The Owls gave the Hurricanes all they could handle last season, taking them down to the wire in front of a sellout crowd in Boca Raton before Isaiah Wong made a layup with 0.7 seconds remaining to clinch the win 68-66. UM went on to reach the Elite Eight in the NCAA Tournament.

“We had a lot of confidence this would be our best team and we thought it was a group that could contend for a Conference USA championship, but that was the extent of our prognostications,” May said by phone on Tuesday.

“We felt we were close last year, we won 19 games and our leading player, Alijah Martin, played most of the season with a major injury that required surgery after the season. We were on the verge, knocking on the door, and felt we were better than our record.”

The Owls registered a blip on the national radar early this season when they stunned the Florida Gators 76-74 in Gainesville on Nov. 14. They went on to reel off 20 wins in a row before the streak ended against Alabama-Birmingham on Feb. 2.

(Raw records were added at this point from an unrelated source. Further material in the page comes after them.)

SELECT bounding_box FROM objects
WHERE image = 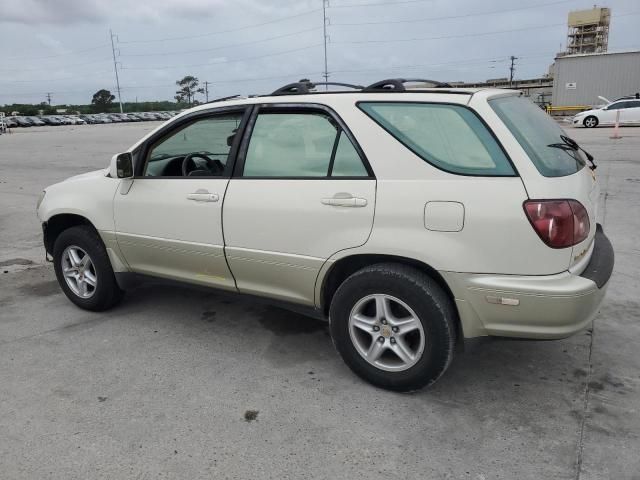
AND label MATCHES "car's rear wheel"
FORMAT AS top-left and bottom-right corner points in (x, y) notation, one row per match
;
(582, 115), (598, 128)
(53, 225), (123, 311)
(329, 264), (456, 391)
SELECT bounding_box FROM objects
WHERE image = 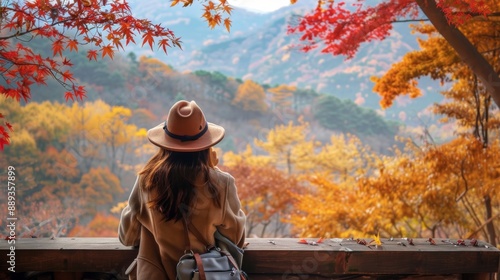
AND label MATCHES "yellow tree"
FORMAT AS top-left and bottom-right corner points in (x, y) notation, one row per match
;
(232, 80), (267, 113)
(374, 20), (500, 244)
(268, 85), (297, 116)
(221, 146), (302, 237)
(78, 167), (123, 216)
(66, 100), (140, 176)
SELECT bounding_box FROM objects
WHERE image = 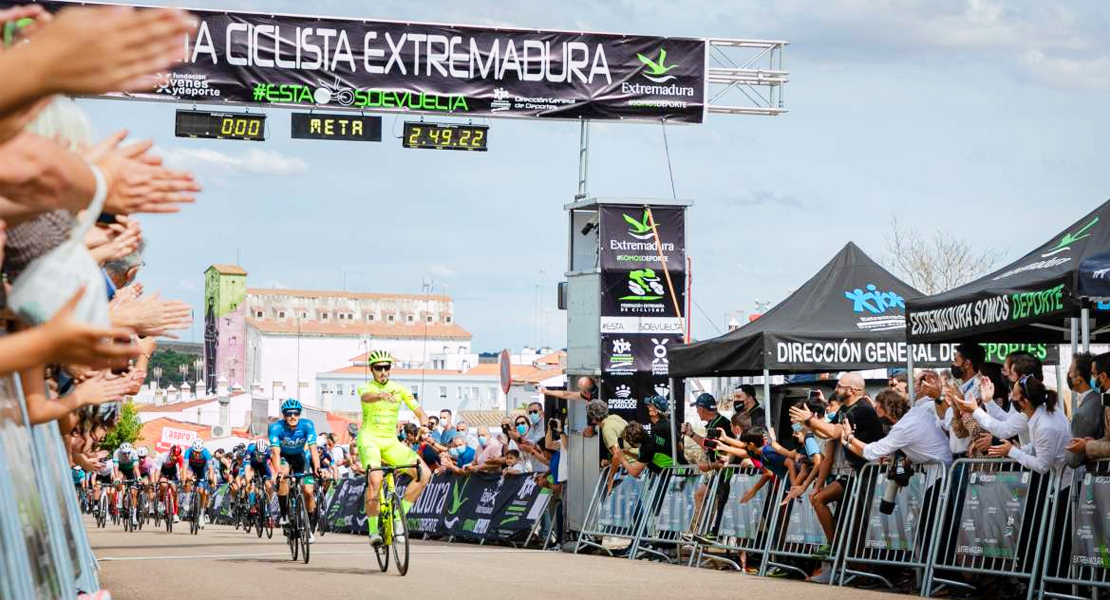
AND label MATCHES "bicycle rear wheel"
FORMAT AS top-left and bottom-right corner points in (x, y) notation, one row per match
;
(390, 490), (408, 577)
(299, 502), (312, 565)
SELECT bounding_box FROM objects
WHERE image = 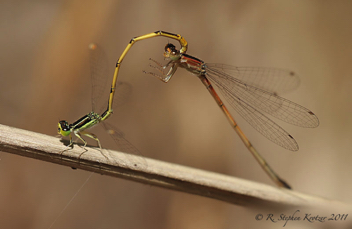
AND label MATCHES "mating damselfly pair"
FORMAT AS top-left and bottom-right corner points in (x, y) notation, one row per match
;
(58, 31), (319, 188)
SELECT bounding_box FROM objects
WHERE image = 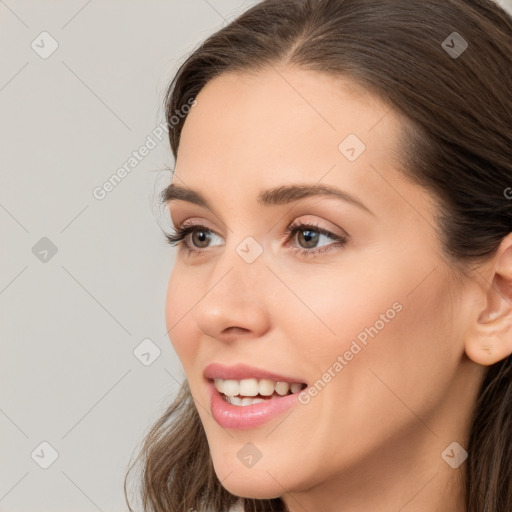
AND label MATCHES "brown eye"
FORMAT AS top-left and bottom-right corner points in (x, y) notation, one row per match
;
(297, 229), (320, 249)
(190, 229), (211, 248)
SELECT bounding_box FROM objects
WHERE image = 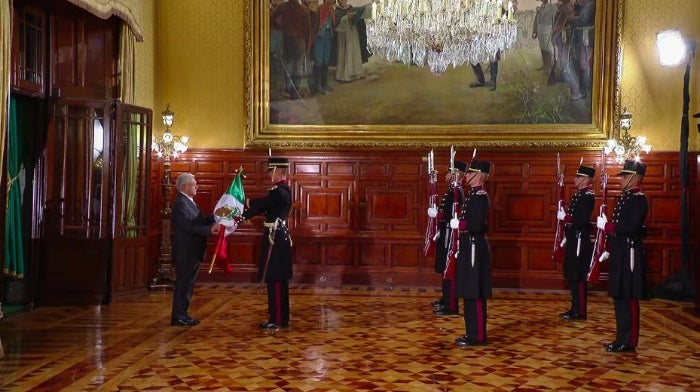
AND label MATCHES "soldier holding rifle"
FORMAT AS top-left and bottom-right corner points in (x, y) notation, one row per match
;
(557, 165), (595, 320)
(450, 159), (491, 347)
(596, 160), (649, 352)
(241, 157), (292, 330)
(428, 150), (467, 316)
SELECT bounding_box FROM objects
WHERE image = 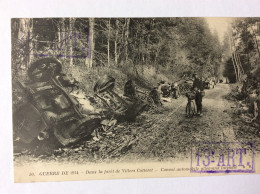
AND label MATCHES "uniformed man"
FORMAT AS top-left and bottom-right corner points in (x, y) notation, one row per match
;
(192, 74), (204, 116)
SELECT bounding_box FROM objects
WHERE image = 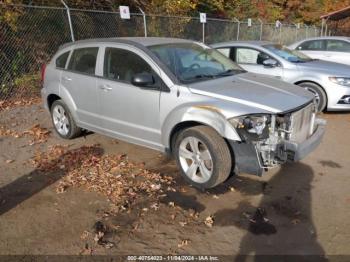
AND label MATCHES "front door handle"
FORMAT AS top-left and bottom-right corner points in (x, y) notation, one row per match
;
(100, 85), (112, 91)
(63, 76), (72, 81)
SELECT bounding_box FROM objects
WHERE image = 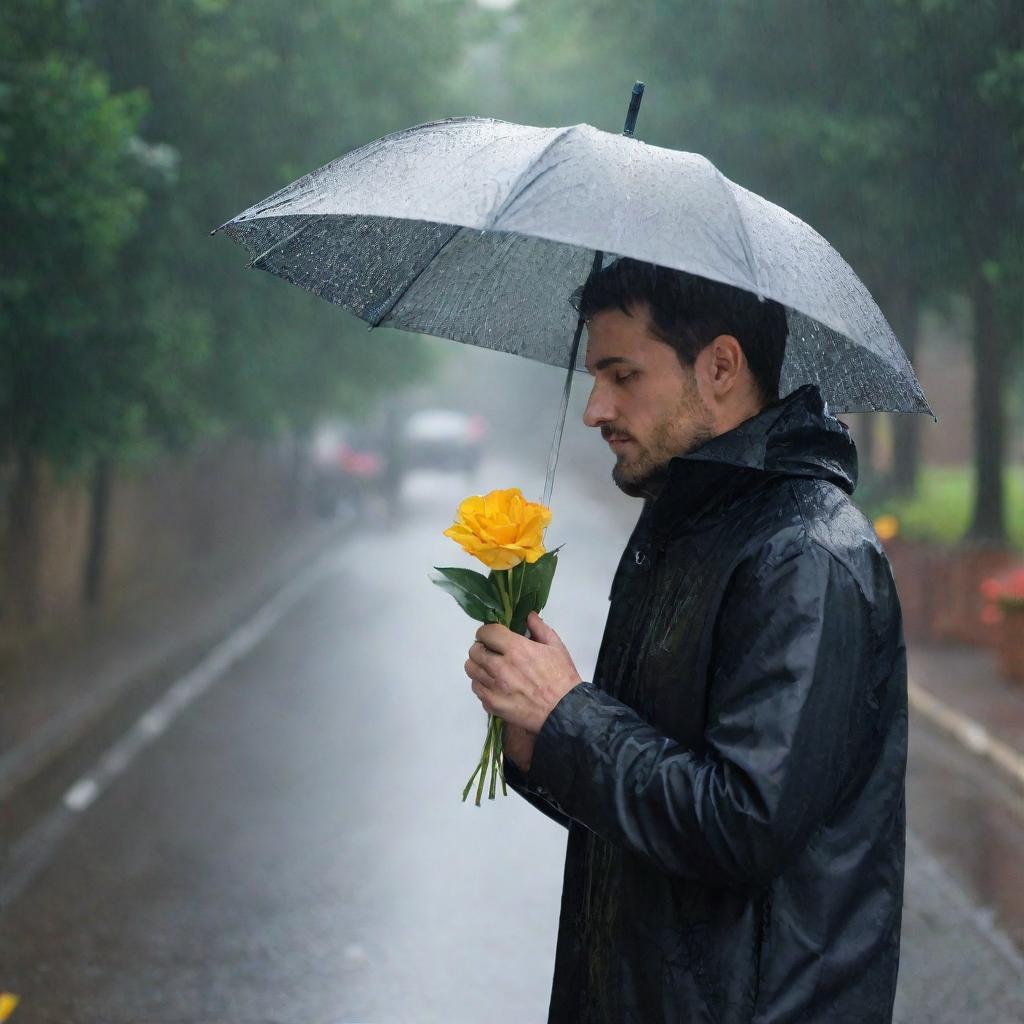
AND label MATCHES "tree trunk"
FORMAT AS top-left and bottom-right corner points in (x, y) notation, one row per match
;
(4, 449), (42, 626)
(82, 458), (112, 605)
(967, 269), (1008, 544)
(886, 287), (921, 498)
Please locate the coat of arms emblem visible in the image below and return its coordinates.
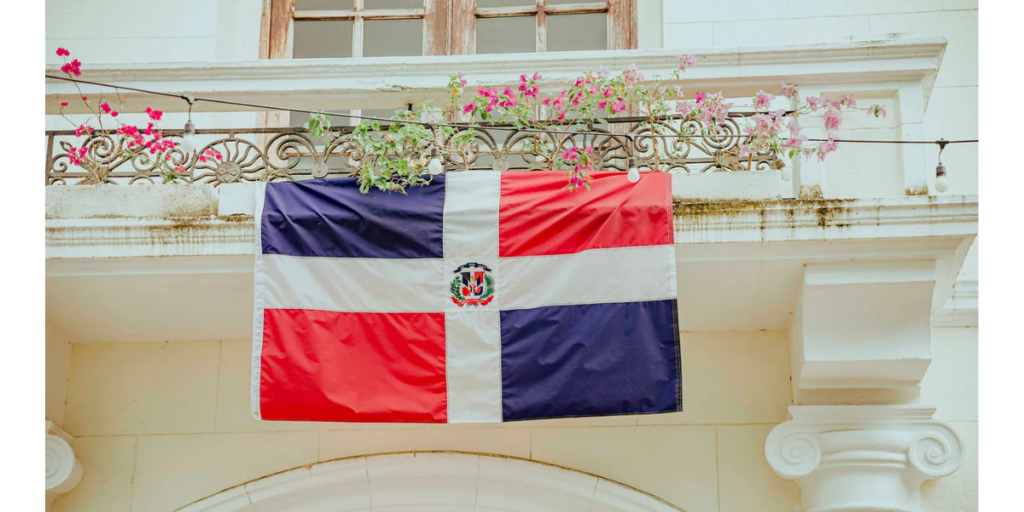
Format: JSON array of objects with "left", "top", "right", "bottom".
[{"left": 452, "top": 263, "right": 495, "bottom": 307}]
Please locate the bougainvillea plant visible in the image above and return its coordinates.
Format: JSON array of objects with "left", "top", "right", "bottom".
[
  {"left": 57, "top": 48, "right": 886, "bottom": 193},
  {"left": 306, "top": 55, "right": 886, "bottom": 190},
  {"left": 56, "top": 48, "right": 224, "bottom": 184}
]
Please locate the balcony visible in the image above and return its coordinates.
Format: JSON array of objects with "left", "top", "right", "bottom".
[{"left": 46, "top": 37, "right": 978, "bottom": 342}]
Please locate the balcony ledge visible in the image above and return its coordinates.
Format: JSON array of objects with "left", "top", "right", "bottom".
[{"left": 46, "top": 34, "right": 946, "bottom": 115}]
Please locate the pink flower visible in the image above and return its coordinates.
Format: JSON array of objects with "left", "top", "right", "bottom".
[
  {"left": 754, "top": 90, "right": 775, "bottom": 110},
  {"left": 676, "top": 101, "right": 693, "bottom": 117},
  {"left": 822, "top": 105, "right": 843, "bottom": 131},
  {"left": 60, "top": 58, "right": 82, "bottom": 77},
  {"left": 778, "top": 82, "right": 800, "bottom": 99}
]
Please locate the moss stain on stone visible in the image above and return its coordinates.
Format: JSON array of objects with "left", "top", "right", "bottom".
[{"left": 673, "top": 198, "right": 855, "bottom": 229}]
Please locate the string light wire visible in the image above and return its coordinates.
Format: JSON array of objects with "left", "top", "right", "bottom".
[{"left": 46, "top": 75, "right": 978, "bottom": 146}]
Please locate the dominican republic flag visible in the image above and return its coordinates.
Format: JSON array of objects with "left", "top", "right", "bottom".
[{"left": 251, "top": 171, "right": 682, "bottom": 423}]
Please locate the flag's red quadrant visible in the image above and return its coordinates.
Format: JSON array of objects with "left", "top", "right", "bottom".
[
  {"left": 259, "top": 309, "right": 447, "bottom": 423},
  {"left": 498, "top": 171, "right": 674, "bottom": 258}
]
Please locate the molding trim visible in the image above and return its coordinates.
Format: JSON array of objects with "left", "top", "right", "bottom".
[
  {"left": 177, "top": 452, "right": 682, "bottom": 512},
  {"left": 46, "top": 420, "right": 82, "bottom": 499},
  {"left": 765, "top": 406, "right": 966, "bottom": 512},
  {"left": 46, "top": 35, "right": 946, "bottom": 115}
]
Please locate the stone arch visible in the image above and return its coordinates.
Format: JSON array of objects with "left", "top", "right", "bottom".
[{"left": 177, "top": 452, "right": 682, "bottom": 512}]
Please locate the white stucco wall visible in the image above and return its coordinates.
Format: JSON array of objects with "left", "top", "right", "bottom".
[{"left": 54, "top": 329, "right": 978, "bottom": 512}]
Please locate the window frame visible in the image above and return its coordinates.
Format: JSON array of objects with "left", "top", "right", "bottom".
[{"left": 260, "top": 0, "right": 637, "bottom": 58}]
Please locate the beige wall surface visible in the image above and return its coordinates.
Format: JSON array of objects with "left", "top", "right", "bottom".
[{"left": 54, "top": 329, "right": 978, "bottom": 512}]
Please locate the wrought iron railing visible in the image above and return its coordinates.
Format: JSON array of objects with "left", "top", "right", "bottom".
[{"left": 46, "top": 114, "right": 784, "bottom": 185}]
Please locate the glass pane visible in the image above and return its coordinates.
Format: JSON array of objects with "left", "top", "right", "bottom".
[
  {"left": 476, "top": 0, "right": 537, "bottom": 7},
  {"left": 548, "top": 12, "right": 608, "bottom": 51},
  {"left": 292, "top": 19, "right": 352, "bottom": 58},
  {"left": 476, "top": 16, "right": 536, "bottom": 55},
  {"left": 362, "top": 0, "right": 424, "bottom": 9},
  {"left": 362, "top": 18, "right": 423, "bottom": 57},
  {"left": 295, "top": 0, "right": 352, "bottom": 10}
]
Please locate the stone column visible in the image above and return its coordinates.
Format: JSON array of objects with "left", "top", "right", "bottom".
[
  {"left": 765, "top": 406, "right": 964, "bottom": 512},
  {"left": 46, "top": 421, "right": 82, "bottom": 512},
  {"left": 765, "top": 259, "right": 965, "bottom": 512}
]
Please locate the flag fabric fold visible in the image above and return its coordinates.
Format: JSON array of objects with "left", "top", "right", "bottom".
[{"left": 251, "top": 171, "right": 682, "bottom": 423}]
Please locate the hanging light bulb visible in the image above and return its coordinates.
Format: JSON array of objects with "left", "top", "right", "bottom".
[
  {"left": 427, "top": 146, "right": 444, "bottom": 176},
  {"left": 181, "top": 120, "right": 196, "bottom": 155},
  {"left": 935, "top": 138, "right": 949, "bottom": 193},
  {"left": 626, "top": 157, "right": 640, "bottom": 183},
  {"left": 935, "top": 162, "right": 949, "bottom": 191},
  {"left": 181, "top": 94, "right": 196, "bottom": 156}
]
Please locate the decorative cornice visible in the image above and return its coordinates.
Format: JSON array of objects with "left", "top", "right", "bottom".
[
  {"left": 765, "top": 406, "right": 966, "bottom": 512},
  {"left": 46, "top": 36, "right": 946, "bottom": 114}
]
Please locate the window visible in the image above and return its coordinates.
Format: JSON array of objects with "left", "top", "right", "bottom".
[{"left": 261, "top": 0, "right": 637, "bottom": 58}]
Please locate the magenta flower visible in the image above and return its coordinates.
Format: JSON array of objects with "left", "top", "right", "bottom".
[
  {"left": 778, "top": 82, "right": 800, "bottom": 99},
  {"left": 822, "top": 105, "right": 843, "bottom": 131},
  {"left": 676, "top": 101, "right": 693, "bottom": 117},
  {"left": 754, "top": 90, "right": 775, "bottom": 111}
]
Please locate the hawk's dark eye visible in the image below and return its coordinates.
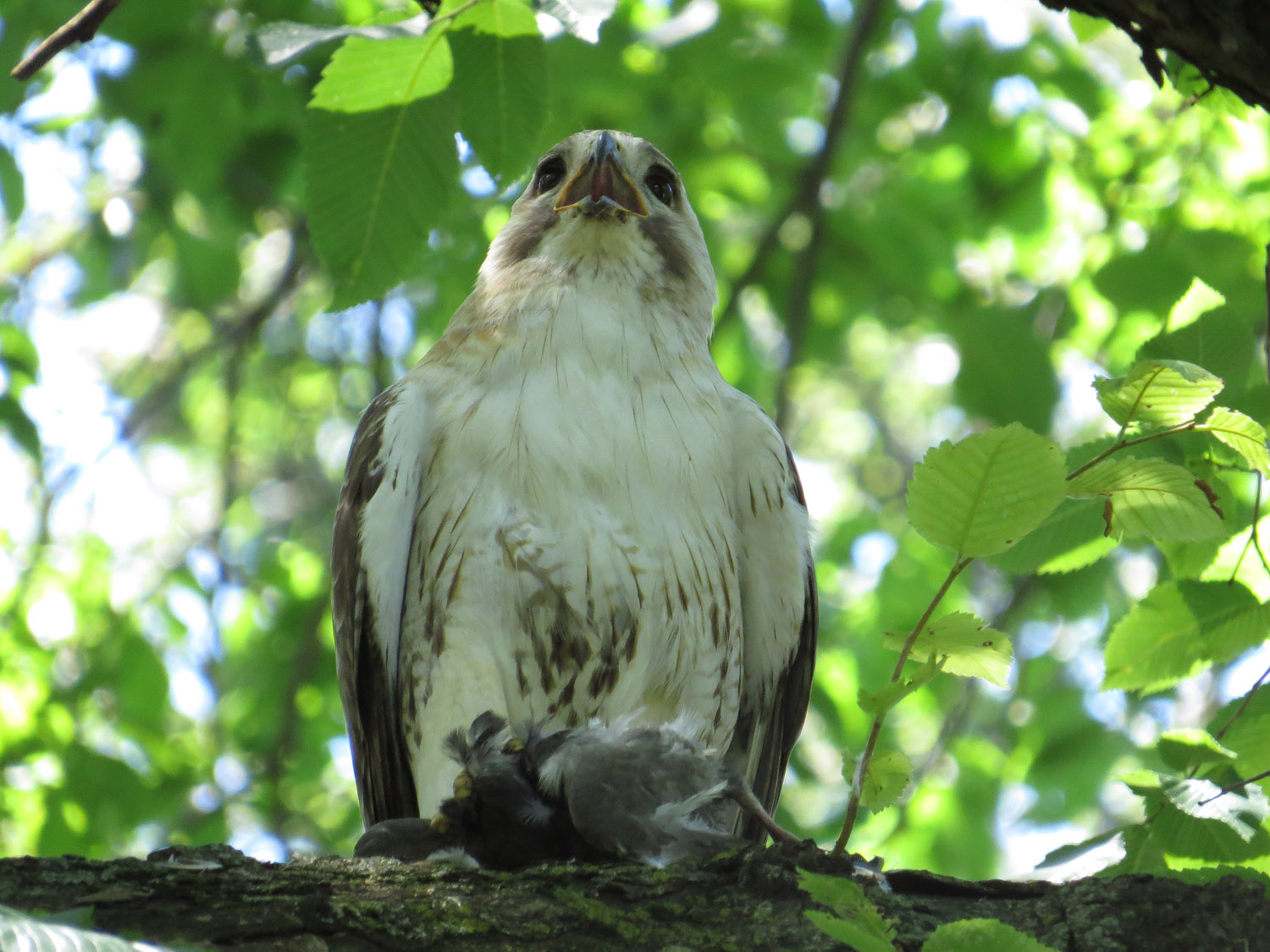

After the 15th win, the Owls made the AP Top 25 for the first time in the program’s 30-year history. They came in at No. 24 and that’s when things started getting crazy on the Boca Raton campus.

The student section at Baldwin Arena went from nearly empty to jam-packed. Alumni and basketball loving Boca Raton residents started showing up. Before long, it became impossible to get a ticket for the 2,900-seat arena.

“It’s surreal having friends text and say, `Hey, I just tried to buy tickets online and they’re sold out for the rest of the year, is there anything you can do?’’’ May said, laughing. “That’s unbelievable when you look at the crowds we had in Year One and Year Two. At times you could almost have your own section at a Saturday afternoon game.”

May said his players have been feeding off the energy and becoming well-known on campus. Among the team leaders are Martin, Johnell Davis and 7-1 Russian center Vladislav Goldin.

“Our guys are very engaging, engrossed in the student experience and they play extremely hard, display great teamwork, so with all that rolled into one, you have a group that’s easy to root for,” he said.

The same can be said for the Hurricanes, who are generating bigger crowds than ever at the Watsco Center.

It’s about time South Florida paid attention to college basketball. For far too long, local fans acted as if the Miami Heat was the only basketball team in town. Yes, it’s fun to see the NBA players up close and people watch as Miami’s rich and famous emerge from VIP lounges.

But it is a different kind of special being in a rocking gym for a college basketball game, with a pep band and cheerleaders and a student section waving fathead posters. College athletes, even in the NIL era, play with so much passion. Every game matters so much.

And don’t get me started on all the ways the one-and-done March Madness is better than the seemingly endless NBA playoffs.

The next month should be a blast following the Hurricanes and Owls. Two Top 25 teams in South Florida. Who’d have thunk it? Surely, high school recruits are noticing, too.

Asked recently about FAU’s success, UM coach Jim Larranaga heaped praise on the job May has done, and then added: “I’m glad we’re not playing them this year.”

At least not yet. Anything can happen in March.